JPMorgan Mid Cap Growth remains a decent option at the right price thanks to a good investment team and the support of a strong firm.
This strategy is settling in under a new lead manager, but it still has the resources to succeed. Felise Agranoff assumed the top spot after longtime manager Tim Parton retired in March 2024. She's a 20-year veteran of the firm who spent many years supporting Parton as an analyst and then as comanager from the start of 2016. All along, the strategy has performed quite well, ranking in the top quartile of the mid-cap growth Morningstar Category over the trailing 10-year period ended June 2024. Agranoff is joined by comanager Daniel Bloomgarden, who was promoted from an analyst position in July 2022. The two leverage an eight-member dedicated analyst team with a reasonable amount of industry experience and tenure at the firm.
The investment process here is unusual, and despite some favorable qualities, it remains to be seen how it will fare under Agranoff. Despite typically sporting one of the category's least differentiated portfolios relative to the Russell Midcap Growth Index, the strategy has still been able to generate a performance edge. That's because it has thrived using breadth rather than a handful of bold picks. The portfolio usually holds over 100 stocks, including a mix of high-conviction ideas and ones with less certainty but enough upside to warrant exposure, particularly if they are a large benchmark constituent. Agranoff intends to keep this structure.

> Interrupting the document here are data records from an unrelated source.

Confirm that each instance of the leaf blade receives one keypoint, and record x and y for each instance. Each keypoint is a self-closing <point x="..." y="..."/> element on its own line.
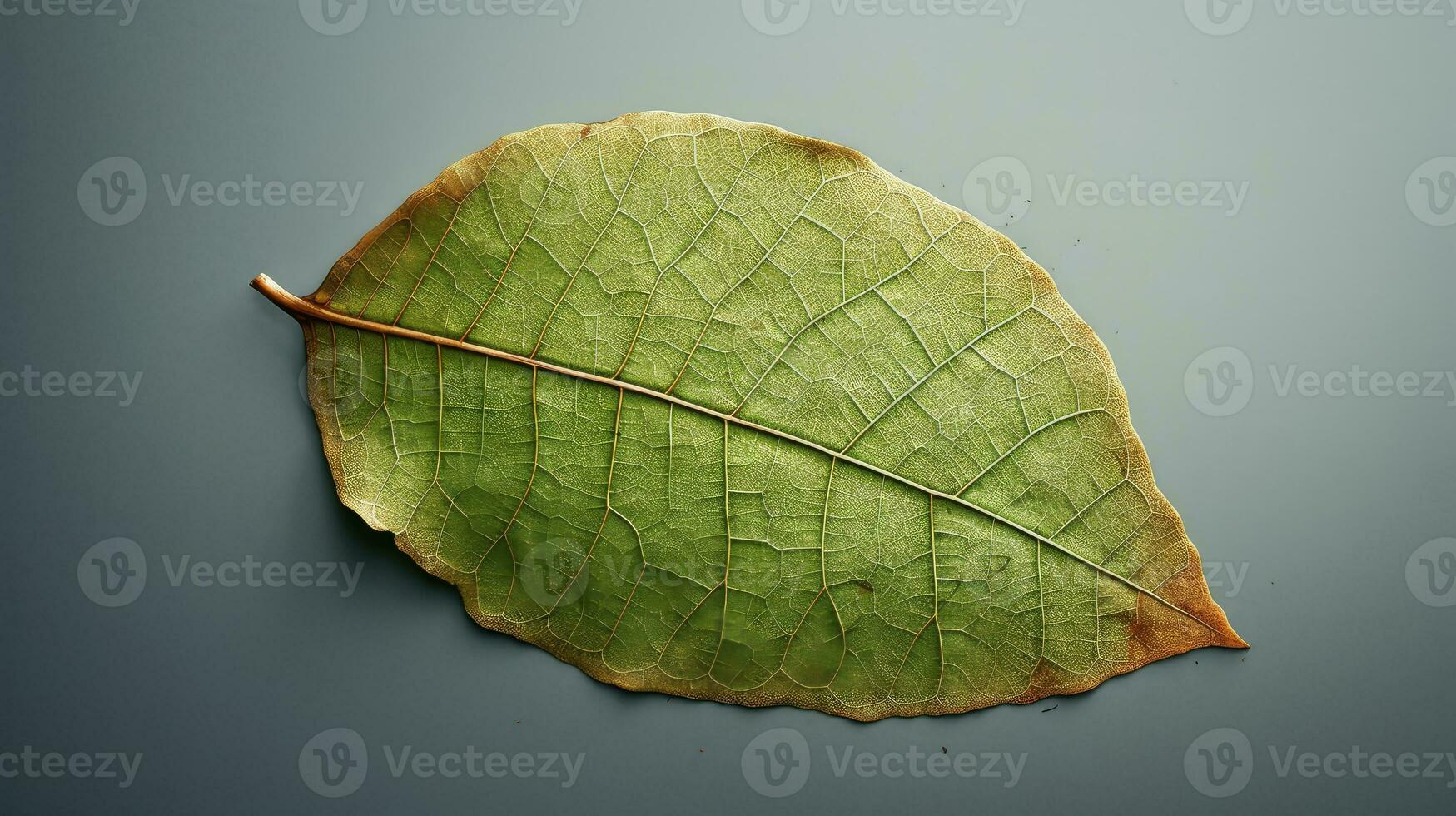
<point x="981" y="570"/>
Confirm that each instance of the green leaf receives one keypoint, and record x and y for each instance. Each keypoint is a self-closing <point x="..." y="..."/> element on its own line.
<point x="709" y="408"/>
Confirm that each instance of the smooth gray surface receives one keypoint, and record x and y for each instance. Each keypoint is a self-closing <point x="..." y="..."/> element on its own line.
<point x="1318" y="500"/>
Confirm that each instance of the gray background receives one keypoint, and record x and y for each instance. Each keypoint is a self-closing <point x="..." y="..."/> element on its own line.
<point x="1318" y="499"/>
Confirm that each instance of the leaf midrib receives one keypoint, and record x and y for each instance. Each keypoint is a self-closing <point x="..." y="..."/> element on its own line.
<point x="301" y="309"/>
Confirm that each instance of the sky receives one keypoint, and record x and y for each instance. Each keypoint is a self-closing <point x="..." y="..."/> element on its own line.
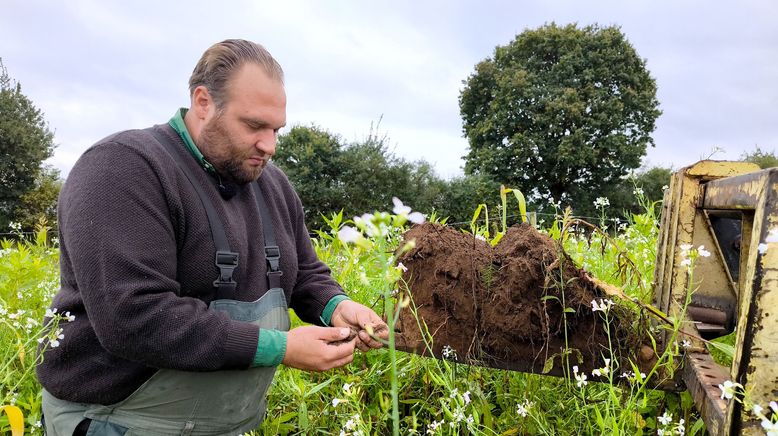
<point x="95" y="67"/>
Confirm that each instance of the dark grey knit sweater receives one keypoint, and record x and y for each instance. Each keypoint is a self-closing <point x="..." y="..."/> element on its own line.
<point x="137" y="269"/>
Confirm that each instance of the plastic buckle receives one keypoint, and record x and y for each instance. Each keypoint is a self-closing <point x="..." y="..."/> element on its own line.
<point x="273" y="256"/>
<point x="226" y="261"/>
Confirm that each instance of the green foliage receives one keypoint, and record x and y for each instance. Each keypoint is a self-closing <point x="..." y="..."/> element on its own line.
<point x="761" y="158"/>
<point x="28" y="280"/>
<point x="25" y="142"/>
<point x="40" y="203"/>
<point x="330" y="175"/>
<point x="433" y="396"/>
<point x="464" y="194"/>
<point x="562" y="112"/>
<point x="649" y="183"/>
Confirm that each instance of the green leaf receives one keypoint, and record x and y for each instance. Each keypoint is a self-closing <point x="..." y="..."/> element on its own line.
<point x="318" y="387"/>
<point x="549" y="364"/>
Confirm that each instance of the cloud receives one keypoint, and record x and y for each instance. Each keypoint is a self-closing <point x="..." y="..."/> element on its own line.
<point x="99" y="66"/>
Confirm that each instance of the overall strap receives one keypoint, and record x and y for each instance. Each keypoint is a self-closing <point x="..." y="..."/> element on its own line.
<point x="226" y="260"/>
<point x="272" y="252"/>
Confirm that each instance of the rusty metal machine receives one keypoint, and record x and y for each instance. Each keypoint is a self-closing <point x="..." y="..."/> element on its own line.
<point x="732" y="209"/>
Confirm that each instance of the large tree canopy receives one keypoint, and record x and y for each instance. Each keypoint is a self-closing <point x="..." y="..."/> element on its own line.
<point x="560" y="112"/>
<point x="25" y="142"/>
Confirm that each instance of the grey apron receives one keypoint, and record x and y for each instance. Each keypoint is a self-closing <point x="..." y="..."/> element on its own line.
<point x="194" y="403"/>
<point x="182" y="402"/>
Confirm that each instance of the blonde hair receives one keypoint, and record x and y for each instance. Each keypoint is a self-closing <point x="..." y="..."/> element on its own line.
<point x="223" y="59"/>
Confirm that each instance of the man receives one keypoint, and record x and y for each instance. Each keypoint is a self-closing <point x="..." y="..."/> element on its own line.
<point x="166" y="340"/>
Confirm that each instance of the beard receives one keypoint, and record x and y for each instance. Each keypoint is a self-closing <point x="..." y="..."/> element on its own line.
<point x="222" y="149"/>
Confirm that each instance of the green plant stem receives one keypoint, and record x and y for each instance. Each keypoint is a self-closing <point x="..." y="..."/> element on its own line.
<point x="389" y="304"/>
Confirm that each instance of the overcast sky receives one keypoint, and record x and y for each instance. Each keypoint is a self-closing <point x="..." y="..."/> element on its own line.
<point x="98" y="66"/>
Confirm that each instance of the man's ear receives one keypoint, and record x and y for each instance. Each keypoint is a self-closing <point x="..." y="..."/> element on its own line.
<point x="202" y="102"/>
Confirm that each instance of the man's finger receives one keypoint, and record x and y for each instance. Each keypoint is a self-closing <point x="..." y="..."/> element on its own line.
<point x="338" y="334"/>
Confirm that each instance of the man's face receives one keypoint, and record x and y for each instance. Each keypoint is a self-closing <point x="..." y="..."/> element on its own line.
<point x="241" y="138"/>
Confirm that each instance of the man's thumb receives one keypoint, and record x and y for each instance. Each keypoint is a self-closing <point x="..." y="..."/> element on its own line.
<point x="337" y="334"/>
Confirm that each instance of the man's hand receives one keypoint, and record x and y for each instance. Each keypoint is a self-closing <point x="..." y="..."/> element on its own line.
<point x="354" y="315"/>
<point x="313" y="348"/>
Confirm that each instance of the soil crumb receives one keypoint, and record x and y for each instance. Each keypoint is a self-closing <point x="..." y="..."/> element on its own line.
<point x="512" y="306"/>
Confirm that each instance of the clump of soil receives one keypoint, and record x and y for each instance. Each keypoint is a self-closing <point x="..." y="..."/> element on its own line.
<point x="502" y="306"/>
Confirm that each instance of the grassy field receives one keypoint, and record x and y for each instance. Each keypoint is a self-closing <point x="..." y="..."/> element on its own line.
<point x="385" y="391"/>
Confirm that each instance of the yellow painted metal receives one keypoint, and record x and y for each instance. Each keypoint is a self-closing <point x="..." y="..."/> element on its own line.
<point x="713" y="282"/>
<point x="716" y="169"/>
<point x="755" y="364"/>
<point x="720" y="185"/>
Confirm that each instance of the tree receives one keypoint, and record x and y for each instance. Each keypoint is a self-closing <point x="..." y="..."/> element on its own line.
<point x="40" y="203"/>
<point x="560" y="112"/>
<point x="359" y="177"/>
<point x="25" y="142"/>
<point x="761" y="158"/>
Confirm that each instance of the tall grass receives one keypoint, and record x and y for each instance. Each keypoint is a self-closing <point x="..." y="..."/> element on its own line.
<point x="383" y="392"/>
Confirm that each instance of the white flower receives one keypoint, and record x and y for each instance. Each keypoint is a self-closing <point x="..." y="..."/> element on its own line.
<point x="399" y="207"/>
<point x="603" y="306"/>
<point x="349" y="234"/>
<point x="680" y="428"/>
<point x="581" y="378"/>
<point x="728" y="389"/>
<point x="522" y="409"/>
<point x="433" y="427"/>
<point x="771" y="428"/>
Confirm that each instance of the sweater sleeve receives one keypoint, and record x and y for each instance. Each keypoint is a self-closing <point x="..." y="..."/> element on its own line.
<point x="120" y="229"/>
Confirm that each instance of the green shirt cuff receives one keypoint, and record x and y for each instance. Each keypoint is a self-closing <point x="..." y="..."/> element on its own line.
<point x="271" y="348"/>
<point x="326" y="315"/>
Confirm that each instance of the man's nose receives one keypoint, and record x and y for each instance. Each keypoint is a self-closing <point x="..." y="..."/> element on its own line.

Less certain though, is its stylistic orientation. It historically traded stocks using fundamental momentum as a component, preferring to initiate positions in stocks on the rise and cut those seeing slowing business trends. Agranoff fully subscribes to that philosophy, and perhaps more so than under Parton. According to the Morningstar Risk Model, the portfolio's exposure to the momentum factor relative to the benchmark recently reached its highest point since she joined as comanager in 2016. This may just be a blip on the radar, however, and it is too early in Agranoff's tenure as lead manager to draw meaningful conclusions about the process' evolution, if any.